The variations in study burden that we presented had only a modest influence on willingness to participate. We chose a high-burden scenario based on realistic options that the proposed study might employ that require more data collection efforts by participants and in-home measurements by study staff. However, the extra burdens did not change physical risks to participants. Thus our conclusion about study burden is limited to the statement that moderate increases in data collection efforts that do not incur additional physical or psychological risk will not greatly affect people's willingness to participate.

Survey methods similar to the one used here previously have been used to compare the effects of factors including varied reimbursement, randomization to a treatment or placebo arm, and different chances of adverse effects on willingness to participate in clinical studies.5659 However, our study is unique in its comparison of the magnitude of effects of study burden, compensation, and the return of results on people's potential willingness to participate in longitudinal genetic research.

What members of the general public expect in return for participation in a prospective cohort study of genes, environment, and lifestyle should be taken into consideration, but must be balanced against the researchers' recruitment benchmarks and available resources.55 The least beneficial scenario that we tested may provide enough benefit to volunteers to reach some or all of the proposed study's recruitment goals. However, if any two of the three “positive” factors were offered to participants, the number of people who said they would definitely participate doubled. The costs of making the study more attractive to people could be more than offset by reductions in recruiting time and expense if half as many contacts and invitations were required to meet recruitment goals. Additionally, willingness to continue participating through the life of the cohort study must accompany initial enrollment. It may be that providing even limited individual research results or graduated incentives over time could increase retention and recruitment.

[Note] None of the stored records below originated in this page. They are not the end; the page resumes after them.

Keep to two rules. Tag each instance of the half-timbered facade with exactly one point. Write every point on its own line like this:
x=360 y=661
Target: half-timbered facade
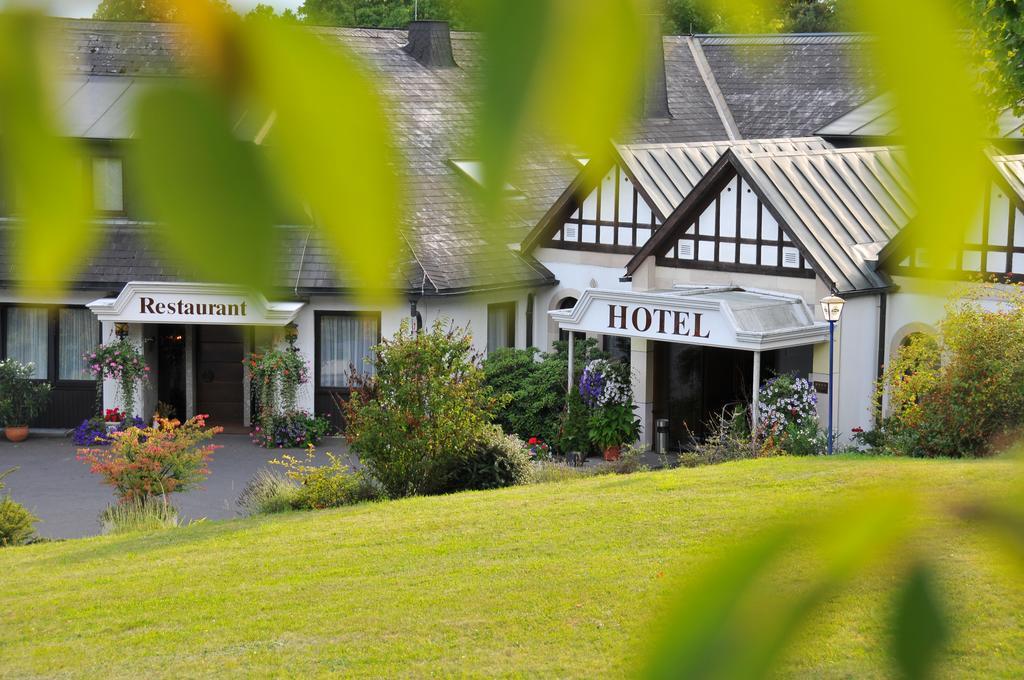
x=697 y=253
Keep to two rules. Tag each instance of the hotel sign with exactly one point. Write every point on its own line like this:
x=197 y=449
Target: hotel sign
x=723 y=316
x=162 y=302
x=639 y=319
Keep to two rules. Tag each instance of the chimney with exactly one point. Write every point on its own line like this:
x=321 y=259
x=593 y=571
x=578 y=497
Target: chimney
x=655 y=91
x=430 y=44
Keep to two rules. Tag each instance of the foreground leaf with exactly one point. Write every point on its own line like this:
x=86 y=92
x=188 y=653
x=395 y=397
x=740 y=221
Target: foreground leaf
x=331 y=139
x=941 y=118
x=44 y=170
x=571 y=70
x=215 y=209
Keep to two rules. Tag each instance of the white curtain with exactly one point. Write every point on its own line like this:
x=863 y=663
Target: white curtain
x=345 y=342
x=499 y=327
x=27 y=337
x=108 y=184
x=77 y=335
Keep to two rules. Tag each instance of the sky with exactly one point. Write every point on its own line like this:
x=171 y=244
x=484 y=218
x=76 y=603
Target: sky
x=86 y=7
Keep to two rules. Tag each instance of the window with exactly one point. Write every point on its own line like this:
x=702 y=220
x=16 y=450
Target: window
x=108 y=184
x=78 y=331
x=501 y=326
x=346 y=341
x=27 y=332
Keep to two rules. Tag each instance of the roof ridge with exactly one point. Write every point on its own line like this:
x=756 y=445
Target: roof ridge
x=720 y=142
x=832 y=151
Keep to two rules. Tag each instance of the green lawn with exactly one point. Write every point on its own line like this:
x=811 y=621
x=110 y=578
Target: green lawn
x=553 y=580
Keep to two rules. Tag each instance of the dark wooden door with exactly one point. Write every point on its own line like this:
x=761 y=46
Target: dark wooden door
x=219 y=374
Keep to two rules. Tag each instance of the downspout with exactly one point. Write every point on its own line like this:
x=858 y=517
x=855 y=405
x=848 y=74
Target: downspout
x=880 y=371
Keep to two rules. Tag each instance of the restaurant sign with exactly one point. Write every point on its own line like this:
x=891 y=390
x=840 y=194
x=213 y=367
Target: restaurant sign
x=163 y=302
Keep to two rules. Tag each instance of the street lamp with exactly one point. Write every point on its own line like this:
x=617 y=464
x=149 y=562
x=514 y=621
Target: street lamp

It should be noted that people's responses on a survey about their willingness to participate in a hypothetical study should not be construed as estimates of the actual percentage of people who would participate. Survey responses about future behavior do not always correlate with actual behaviors. This study is likely to provide valid estimates of public support for the study and of the study design factors that might influence participation, but is likely to be less accurate in estimating absolute participation rates. Additional research in existing genetic cohort studies would be needed to test these hypotheses.

Establishing the existence of wide public support for the proposed NIH cohort study is an important and necessary step, but will not be sufficient to launch such an ambitious project. Participating communities, public officials, and funders must believe that the study will return adequate benefits to its participants before they will allocate needed resources. Continued efforts to engage and involve the public in the planning and execution of this and other large cohort studies will help ensure that the research meets the wants and needs of participants to the greatest possible extent.